Complexity and Simplicity in Fishery Management

By Barry Darby (November 2020)

Photo by Ryan Card on Unsplash.

There is a general sense that the management of our ocean resources is a difficult and complex task. Media stories, DFO assessments and conflicting reports from harvesters, producers and pundits further highlight that view. Certainly much of the science involved can seem contradictory and confusing – ocean warming, climate change, plankton, egg-to-biomass ratios, forage fish, seal predation and so many other factors.

In the midst of all this complexity, however, it’s easy to miss an aspect of fishery management that is relatively simple – the harvesting plan. Whether planning the harvest of a single species or using a more integrated ecosystem approach, it’s a matter of translating the scientific knowledge into actual practice. The purpose is to ensure that fish harvesters know what they can and cannot do.

Perhaps surprisingly, the harvesting plan itself can be quite simple – a set of straightforward rules that answer the following four questions:

  • Who can fish commercially?
  • What gear can they use (eg. hook and line, traps or pots, nets, trawls)?
  • Where can they fish (fishing zones or areas)?
  • When do the seasons open and close?

However, that is not the way DFO does harvest planning. For almost all our fisheries, the Department’s plans are based primarily on a fifth question: “How much fish should be caught?” But answering that fifth question is immensely more complicated than answering the first four.

The current system, Quota-Based Management (QBM), attempts to quantify allowable catches and use the resulting quotas to plan the harvest. However, this approach introduces complexities and contradictions which actually interfere with sustainable fishery management.

Under QBM, managers combine data from previous landings and estimates from studies and sampling, then use them to produce stock assessments, define numerical reference points and make projections.
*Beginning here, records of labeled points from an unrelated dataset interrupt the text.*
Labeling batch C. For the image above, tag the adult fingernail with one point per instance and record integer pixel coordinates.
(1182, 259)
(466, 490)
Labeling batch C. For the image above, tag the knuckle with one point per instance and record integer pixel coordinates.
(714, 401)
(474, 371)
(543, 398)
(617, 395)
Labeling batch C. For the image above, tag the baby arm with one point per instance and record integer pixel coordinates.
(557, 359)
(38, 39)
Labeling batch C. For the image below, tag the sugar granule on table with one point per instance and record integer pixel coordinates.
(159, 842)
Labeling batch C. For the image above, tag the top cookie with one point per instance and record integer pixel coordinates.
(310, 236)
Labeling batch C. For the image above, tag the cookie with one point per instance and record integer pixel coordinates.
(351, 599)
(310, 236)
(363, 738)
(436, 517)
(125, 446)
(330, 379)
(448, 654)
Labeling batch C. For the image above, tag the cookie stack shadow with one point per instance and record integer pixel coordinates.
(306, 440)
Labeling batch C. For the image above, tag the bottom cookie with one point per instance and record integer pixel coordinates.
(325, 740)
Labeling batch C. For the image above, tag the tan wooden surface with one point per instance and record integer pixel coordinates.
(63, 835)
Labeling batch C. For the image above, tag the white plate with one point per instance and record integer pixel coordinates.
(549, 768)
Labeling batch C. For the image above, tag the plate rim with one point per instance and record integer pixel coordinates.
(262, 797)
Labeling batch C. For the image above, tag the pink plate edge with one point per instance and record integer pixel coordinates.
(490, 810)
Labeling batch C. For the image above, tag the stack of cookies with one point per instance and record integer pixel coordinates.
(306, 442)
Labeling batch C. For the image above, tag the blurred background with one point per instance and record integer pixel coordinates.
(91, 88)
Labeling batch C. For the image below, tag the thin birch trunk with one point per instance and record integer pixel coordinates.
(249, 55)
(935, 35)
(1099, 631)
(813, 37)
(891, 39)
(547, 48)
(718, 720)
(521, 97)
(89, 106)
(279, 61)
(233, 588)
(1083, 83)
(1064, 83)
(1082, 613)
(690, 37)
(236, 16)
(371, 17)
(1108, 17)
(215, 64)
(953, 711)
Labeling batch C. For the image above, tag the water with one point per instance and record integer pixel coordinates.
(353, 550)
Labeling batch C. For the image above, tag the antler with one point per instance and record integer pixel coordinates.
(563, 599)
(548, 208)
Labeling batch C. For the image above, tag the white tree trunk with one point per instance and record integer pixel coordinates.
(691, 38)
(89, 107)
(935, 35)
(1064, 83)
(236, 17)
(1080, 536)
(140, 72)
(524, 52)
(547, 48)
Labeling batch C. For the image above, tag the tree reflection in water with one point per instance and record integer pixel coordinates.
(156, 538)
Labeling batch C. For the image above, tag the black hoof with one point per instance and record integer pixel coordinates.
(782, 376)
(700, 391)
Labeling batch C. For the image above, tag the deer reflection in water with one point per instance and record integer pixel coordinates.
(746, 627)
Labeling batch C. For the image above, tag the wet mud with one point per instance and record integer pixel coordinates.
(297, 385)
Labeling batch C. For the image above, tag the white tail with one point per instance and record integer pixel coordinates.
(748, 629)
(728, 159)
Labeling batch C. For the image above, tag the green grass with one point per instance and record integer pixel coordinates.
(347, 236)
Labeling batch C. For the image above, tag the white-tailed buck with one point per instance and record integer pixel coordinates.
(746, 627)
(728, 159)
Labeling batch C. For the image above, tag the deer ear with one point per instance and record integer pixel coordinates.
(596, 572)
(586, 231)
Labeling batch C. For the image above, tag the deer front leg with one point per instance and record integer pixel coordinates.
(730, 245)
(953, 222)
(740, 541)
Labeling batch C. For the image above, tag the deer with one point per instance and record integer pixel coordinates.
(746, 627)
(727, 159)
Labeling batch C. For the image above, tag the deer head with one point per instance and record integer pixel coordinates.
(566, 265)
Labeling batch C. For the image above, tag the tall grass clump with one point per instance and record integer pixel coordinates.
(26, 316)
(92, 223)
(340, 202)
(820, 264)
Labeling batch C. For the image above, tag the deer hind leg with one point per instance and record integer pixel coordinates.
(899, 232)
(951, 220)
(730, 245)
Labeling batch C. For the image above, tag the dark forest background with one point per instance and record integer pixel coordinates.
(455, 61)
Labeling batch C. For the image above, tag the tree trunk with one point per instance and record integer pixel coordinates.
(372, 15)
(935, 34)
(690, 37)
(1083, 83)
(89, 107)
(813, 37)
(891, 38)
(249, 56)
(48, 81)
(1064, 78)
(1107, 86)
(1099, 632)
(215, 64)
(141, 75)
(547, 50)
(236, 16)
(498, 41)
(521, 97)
Although this approach tries to take into account the many diverse and ever-changing variables inherent in the ocean’s ecology, it is simply impossible to do so with the level of accuracy required to plan for sustainable harvesting.

Moreover, by making pre-defined maximum catch numbers the deciding factor in harvest planning, QBM prevents us from responding appropriately and in real time to the reality of the fish stock. For example, if the existing stock is in poor condition due to low food supply, catching more of them can actually help the remaining fish survive, so they can thrive and replenish the stock into the future. A quota that artificially limits the catch does the opposite.  

What is needed is a management system that can identify and respond to what is actually happening in the water. In fact, such a system – effort-based management (EBM) – is used successfully in one of our most important fisheries. For over 90 years, our lobster fishery has been remarkably successful in economic, ecological and social terms – something we should be seeking to achieve for all our harvested species. And it is managed without quotas (output controls), relying instead on regulating fishing effort (input controls.)  

EBM makes harvest planning relatively simple. Instead of making the allowable catch and the quotas derived from them the overriding priority, managers focus on the practical tools for ensuring a harvest that maximizes both sustainability and net economic returns. Real-time data and the latest scientific research are used to define answers to the first four questions: who can fish, how can they fish, where can they fish and when can they fish? Those answers constitute the harvesting plan in each case.

In a few fisheries, there may be reasons to use some output controls such as trip limits or even seasonal limits, especially during a period of transition to EBM. But the principal way we would regulate harvesting would be by controlling effort.

As explained in my proposal, Changing Course – A New Direction for Canadian Fisheries, there would be many advantages to using effort instead of quotas as the management basis for most species. Stocks would be more sustainable: regulating effort to curtail the harvest of large, fecund fish would minimize damage to the stock’s reproductive capacity. Harvests would be optimized, averting both overfishing and underfishing, and minimizing bycatch. Quality would improve and higher landed value would result. Better rules known well in advance would benefit both harvesters and processors.

No management system can be perfect, but some systems are better than others. Managing by effort will make harvest planning both simpler and more effective than the current system of quotas, and the result will a more sustainable fishery overall.